How often have you heard the expression ‘no pain, no gain’? These four words sum up the idea that if you are to receive benefits, then you must suffer (or at least make an effort). Alternatively, you could take it to mean that if you don’t make an effort, you can’t expect benefits. An example in the domain of disaster recovery might be ‘if you skip regular data backups (no effort), you’ll fail when your hard disk crashes (no benefit)’. The problem comes when people use chop logic to infer from ‘no pain, no gain’ that ‘if pain, then gain’ is true as well.
Let’s look again at our example of ‘if you skip regular data backups, you’ll fail when your hard disk crashes’. This is a specific case of a more general formula, which is ‘if A, then B’. Logic tells us that if the statement ‘if A, then B’ is true, then so is the statement ‘if not B, then not A’. This works for our disaster recovery example. If you don’t fail (i.e. you recover) from a hard disk crash, then you were not skipping regular data backups. So far, so good. However, you cannot assume that if you make regular data backups, you will automatically recover from disk crashes (which would be ‘if B, then A’). In other words, your pain (the effort you make to do data backups) does not guarantee you a gain (recovery from a disk crash).

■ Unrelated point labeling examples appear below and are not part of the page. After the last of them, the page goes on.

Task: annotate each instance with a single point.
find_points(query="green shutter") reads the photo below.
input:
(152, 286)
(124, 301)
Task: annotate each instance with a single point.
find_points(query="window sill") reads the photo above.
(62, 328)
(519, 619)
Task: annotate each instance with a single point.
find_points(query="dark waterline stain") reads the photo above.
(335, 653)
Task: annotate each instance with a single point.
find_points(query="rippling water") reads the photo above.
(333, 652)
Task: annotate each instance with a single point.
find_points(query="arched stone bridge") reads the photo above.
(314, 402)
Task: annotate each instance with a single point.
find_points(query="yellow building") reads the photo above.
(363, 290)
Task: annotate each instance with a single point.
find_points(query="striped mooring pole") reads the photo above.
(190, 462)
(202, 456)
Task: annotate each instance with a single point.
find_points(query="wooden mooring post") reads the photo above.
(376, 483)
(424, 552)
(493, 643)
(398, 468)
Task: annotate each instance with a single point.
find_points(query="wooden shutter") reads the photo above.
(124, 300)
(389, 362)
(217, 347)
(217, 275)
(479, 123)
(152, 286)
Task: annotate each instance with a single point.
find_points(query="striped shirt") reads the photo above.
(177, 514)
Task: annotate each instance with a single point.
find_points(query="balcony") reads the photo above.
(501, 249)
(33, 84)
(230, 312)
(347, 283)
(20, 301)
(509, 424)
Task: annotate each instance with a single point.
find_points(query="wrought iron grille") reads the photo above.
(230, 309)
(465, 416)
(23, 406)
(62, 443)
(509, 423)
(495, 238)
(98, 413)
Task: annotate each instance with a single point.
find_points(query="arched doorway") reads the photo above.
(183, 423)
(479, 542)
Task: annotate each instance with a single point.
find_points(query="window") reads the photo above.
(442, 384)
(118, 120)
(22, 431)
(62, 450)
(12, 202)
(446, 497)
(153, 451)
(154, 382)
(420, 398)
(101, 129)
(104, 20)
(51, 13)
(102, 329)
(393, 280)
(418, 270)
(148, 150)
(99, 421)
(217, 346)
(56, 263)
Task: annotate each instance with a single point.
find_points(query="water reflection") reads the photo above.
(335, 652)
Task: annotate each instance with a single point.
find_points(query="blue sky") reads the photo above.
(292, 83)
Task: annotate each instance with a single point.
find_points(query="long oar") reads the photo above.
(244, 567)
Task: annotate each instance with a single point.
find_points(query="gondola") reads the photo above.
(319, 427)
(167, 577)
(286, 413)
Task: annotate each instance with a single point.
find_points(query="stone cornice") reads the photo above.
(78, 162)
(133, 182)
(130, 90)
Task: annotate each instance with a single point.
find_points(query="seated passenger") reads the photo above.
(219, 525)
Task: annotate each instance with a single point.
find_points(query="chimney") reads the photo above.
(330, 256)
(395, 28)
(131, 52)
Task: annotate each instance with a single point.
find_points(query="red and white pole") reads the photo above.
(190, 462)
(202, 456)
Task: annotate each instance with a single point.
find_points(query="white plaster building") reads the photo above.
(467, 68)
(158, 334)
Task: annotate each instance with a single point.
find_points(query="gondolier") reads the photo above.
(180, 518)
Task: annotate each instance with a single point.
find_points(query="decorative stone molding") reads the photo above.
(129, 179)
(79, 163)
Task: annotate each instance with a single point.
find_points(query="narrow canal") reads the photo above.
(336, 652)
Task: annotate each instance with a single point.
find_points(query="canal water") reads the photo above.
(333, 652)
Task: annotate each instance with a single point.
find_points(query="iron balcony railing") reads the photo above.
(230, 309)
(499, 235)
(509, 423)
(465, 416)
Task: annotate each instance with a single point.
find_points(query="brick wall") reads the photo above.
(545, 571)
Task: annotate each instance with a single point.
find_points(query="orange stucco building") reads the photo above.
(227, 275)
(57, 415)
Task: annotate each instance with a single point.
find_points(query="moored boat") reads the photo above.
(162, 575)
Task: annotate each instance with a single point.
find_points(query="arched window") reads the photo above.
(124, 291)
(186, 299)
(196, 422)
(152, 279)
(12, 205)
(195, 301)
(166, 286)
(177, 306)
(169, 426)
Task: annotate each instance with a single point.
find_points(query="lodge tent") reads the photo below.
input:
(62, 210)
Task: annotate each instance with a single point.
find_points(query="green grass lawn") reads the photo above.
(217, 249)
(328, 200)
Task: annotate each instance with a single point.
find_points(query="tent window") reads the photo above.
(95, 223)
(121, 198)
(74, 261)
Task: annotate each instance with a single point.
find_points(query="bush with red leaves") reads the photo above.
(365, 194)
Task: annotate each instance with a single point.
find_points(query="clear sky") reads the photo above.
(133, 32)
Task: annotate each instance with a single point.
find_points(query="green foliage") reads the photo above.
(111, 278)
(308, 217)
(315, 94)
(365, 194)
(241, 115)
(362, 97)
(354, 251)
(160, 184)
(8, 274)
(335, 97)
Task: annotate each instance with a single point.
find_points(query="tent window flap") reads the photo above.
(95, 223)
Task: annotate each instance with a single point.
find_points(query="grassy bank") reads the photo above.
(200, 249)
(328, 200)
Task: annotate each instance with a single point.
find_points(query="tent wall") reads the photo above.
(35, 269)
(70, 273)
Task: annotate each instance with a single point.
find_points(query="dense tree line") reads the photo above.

Your data backups alone cannot guarantee disaster recovery, because you also need to backup configuration information and possibly system images, as well as having access to another system with a hard drive that works. This is one reason for the growing popularity of cloud-based solutions with reliable, automated protection against such data disasters. In effect, they now offer gain without pain – which turns the ‘no pain, no gain’ saying on its head, but from the reverse direction.